Sun Cluster Data Service for Oracle Guide for Solaris OS

Customizing the Sun Cluster HA for Oracle Server Fault Monitor

Customizing the Sun Cluster HA for Oracle server fault monitor enables you to modify the behavior of the server fault monitor as follows:


Caution – Caution –

Before you customize the Sun Cluster HA for Oracle server fault monitor, consider the effects of your customizations, especially if you change an action from restart or switch over to ignore or stop monitoring. If errors remain uncorrected for long periods, the errors might cause problems with the database. If you encounter problems with the database after customizing the Sun Cluster HA for Oracle server fault monitor, revert to using the preset actions. Reverting to the preset actions enables you to determine if the problem is caused by your customizations.
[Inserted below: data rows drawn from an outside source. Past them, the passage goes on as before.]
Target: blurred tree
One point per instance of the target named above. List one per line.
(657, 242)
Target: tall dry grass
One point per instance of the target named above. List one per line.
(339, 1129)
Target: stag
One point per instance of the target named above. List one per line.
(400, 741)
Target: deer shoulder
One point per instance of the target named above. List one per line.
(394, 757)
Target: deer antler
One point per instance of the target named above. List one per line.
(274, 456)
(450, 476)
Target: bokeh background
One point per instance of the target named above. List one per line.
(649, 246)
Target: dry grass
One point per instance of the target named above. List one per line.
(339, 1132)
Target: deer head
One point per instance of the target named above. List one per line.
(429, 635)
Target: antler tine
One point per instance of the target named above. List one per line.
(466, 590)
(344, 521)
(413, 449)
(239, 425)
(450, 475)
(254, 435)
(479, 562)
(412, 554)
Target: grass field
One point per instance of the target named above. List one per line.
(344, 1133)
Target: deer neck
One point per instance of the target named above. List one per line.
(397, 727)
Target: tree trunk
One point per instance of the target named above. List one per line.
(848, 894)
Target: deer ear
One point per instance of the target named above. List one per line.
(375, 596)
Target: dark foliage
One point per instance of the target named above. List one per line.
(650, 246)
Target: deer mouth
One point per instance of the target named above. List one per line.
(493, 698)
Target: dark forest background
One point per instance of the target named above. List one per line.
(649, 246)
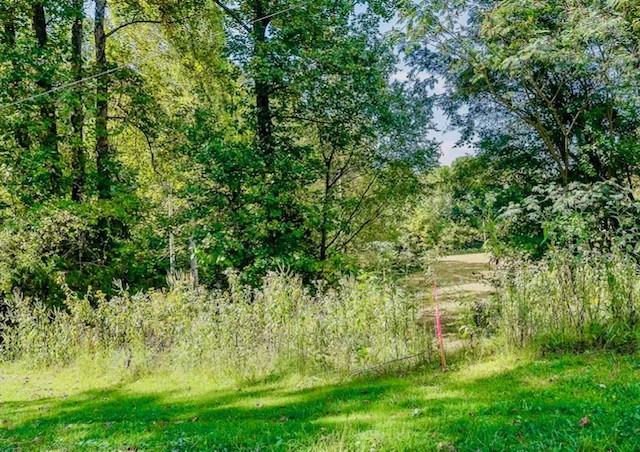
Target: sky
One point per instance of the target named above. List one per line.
(443, 133)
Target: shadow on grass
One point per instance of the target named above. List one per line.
(530, 406)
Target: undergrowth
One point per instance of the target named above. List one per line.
(281, 327)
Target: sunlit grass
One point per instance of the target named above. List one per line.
(512, 402)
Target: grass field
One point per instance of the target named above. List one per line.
(499, 402)
(568, 403)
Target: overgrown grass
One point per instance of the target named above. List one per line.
(571, 302)
(589, 402)
(282, 327)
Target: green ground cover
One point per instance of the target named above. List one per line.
(589, 402)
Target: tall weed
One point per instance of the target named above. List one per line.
(570, 302)
(242, 332)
Customizing the Sun Cluster HA for Oracle server fault monitor involves the following activities:

  1. Defining custom behavior for errors

  2. Propagating a custom action file to all nodes in a cluster

  3. Specifying the custom action file that a server fault monitor should use

Defining Custom Behavior for Errors

The Sun Cluster HA for Oracle server fault monitor detects the following types of errors:

To define custom behavior for these types of errors, create a custom action file.

Custom Action File Format

A custom action file is a plain text file. The file contains one or more entries that define the custom behavior of the Sun Cluster HA for Oracle server fault monitor. Each entry defines the custom behavior for a single DBMS error, a single time-out error, or several logged alerts. A maximum of 1024 entries is allowed in a custom action file.


Note –

Each entry in a custom action file overrides the preset action for an error, or specifies an action for an error for which no action is preset. Create entries in a custom action file only for the preset actions that you are overriding or for errors for which no action is preset. Do not create entries for actions that you are not changing.


An entry in a custom action file consists of a sequence of keyword-value pairs that are separated by semicolons. Each entry is enclosed in braces.

The format of an entry in a custom action file is as follows:

{
[ERROR_TYPE=DBMS_ERROR|SCAN_LOG|TIMEOUT_ERROR;]
ERROR=error-spec; 
[ACTION=SWITCH|RESTART|STOP|NONE;]
[CONNECTION_STATE=co|di|on|*;]
[NEW_STATE=co|di|on|*;]
[MESSAGE="message-string"]
}

White space may be used between separated keyword-value pairs and between entries to format the file.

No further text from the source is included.